In my quieter moments in my safe place (home) or my mother’s magnificent garden, I can reflect on the evil and towering rage that consumes my mind – aggrieved, hurt and unable to connect with the divine. Perhaps this is how the relatives of the families, including children, lost in an unnecessary inferno at Grenfell Tower, feel. Bereft, beyond grief, blind, white rage that, if allowed to take root, will destroy them from the inside like a cancer.
And then added to the people, eighty known to the authorities, who lost their lives in Grenfell Tower, there is the multitude at silent prayer in Finsbury Park in the very early morning. ‘My thoughts are not your thoughts, neither are your ways my ways, declares the LORD’ (Isaiah 55:8).

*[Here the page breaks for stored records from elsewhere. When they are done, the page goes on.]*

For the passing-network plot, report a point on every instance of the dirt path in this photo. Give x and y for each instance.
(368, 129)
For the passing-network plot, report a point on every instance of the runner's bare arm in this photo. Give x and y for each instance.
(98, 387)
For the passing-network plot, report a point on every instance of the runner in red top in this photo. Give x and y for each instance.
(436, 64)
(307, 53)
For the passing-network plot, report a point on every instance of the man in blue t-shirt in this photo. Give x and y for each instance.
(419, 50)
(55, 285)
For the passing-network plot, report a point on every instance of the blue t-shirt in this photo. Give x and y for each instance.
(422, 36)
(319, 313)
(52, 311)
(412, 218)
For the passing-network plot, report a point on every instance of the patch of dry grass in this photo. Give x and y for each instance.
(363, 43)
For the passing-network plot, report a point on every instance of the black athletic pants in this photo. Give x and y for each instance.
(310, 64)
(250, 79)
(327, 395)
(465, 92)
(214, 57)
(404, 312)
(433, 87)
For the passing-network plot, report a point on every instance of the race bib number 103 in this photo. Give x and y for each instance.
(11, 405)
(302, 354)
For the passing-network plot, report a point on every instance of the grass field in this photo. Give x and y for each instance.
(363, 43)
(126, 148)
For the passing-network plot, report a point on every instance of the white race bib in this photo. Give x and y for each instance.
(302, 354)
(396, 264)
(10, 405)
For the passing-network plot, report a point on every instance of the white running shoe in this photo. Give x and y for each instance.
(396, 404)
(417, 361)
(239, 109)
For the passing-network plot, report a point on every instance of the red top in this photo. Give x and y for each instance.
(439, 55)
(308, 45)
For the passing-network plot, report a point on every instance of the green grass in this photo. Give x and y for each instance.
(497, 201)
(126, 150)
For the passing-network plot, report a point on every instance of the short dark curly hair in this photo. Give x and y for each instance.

These are the words God speaks as he watches the Moslems praying by the side of the man mown down outside a mosque in London. God sits on his hands and weeps.
A man filled with hatred saw another man in difficulty and mounted the pavement in a cowardly copycat attack. This attack underlines the fact that terrorists are not Muslim, any more than they are Christian or atheists. Their mantra is to destroy and they know nothing of a God who invites us to wonder at the splendour of his universe which embodies his glory.
God speaks through the splendour of nature but also through the peaceful co-existence of many races living humble yet devout lives in Grenfell Tower and many other high-rise blocks across the land. People content to live in Britain silently accepting the drop in status, wages and class that migration from the developing world normally entails.
God’s glory shines a light into darkness and he chooses to spend his time with the poor and the oppressed, not with government or politicians. Perhaps we should do likewise. After all, we are his hands and feet.
And it’s the ordinary acts of kindness that touched the hearts of the bereaved, momentary solace in the abyss for many but also, I hope, the courage to carry on.